# SV Distribution
## How to measure distribution of SVs
The goal of this code is to create an excel sheet with the distances of each synaptic vesicle (SV) to the nearest point on the active zone (AZ) line. This should be separated by condition.

What you need to run this code: 
1. You need a SV.zip file in every synapse folder. This zip file contains ROIs for each SV in that synapse.
2. You need an AZ.txt file. This is explained below:
    * Open synapse image in Fiji and open plasma membrane PM.zip file in ROI manager. 
    * Draw a freehand line along the AZ, using your PM ROIs as boundaries
    * Select your AZ line --> File--> Save as...--> XY Coordinates. 
    * Save in Syn__ folder as Syn__AZ.txt
        * This file is a list of some coordinates on your line, NOT all of them. The code will fix that. 
3. You need a main folder, mine was called Synapse Files. You need to change the code in "call previous function while running through folders" cell.
    * Under my main Synapse Files folder, I have separate folders for each condition. Within those condition folders, are the folders of synapse files corresponding to that condition.

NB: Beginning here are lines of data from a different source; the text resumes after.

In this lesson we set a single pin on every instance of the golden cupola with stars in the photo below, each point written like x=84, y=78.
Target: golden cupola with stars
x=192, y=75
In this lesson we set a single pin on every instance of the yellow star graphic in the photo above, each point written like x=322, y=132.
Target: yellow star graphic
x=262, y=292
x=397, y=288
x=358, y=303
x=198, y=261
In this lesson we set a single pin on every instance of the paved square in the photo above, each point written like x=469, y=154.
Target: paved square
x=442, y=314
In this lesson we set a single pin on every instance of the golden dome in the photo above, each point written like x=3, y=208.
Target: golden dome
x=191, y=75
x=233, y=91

Synapses where this distance code may be a problem:

* Syn09

* Syn20

* Syn25

* Syn27

* Syn40

* Syn62

* Syn70

* Syn111

In [60]:
#Import packages
import numpy as np
import pandas as pd
import matplotlib.pyplot as plt
from pathlib import Path
import zipfile
import seaborn as sns
sns.set()

## IMPORTANT NOTE ON AZ FILE FORMAT
If you saved your AZ.txt line with no scale on Fiji, img_conversion= 3716px/inch

If you saved your AZ.txt file while doing other analysis and you saved it with a scale, your img_conversion =0.27px/nm

You can tell because if you saved the file with no scale, opening up your AZ.txt file will give you numbers in the 0.16 range, whereas if you have a scale you will get numbers in the 1600.00 range. You can choose one or the other BUT they all have to be the same!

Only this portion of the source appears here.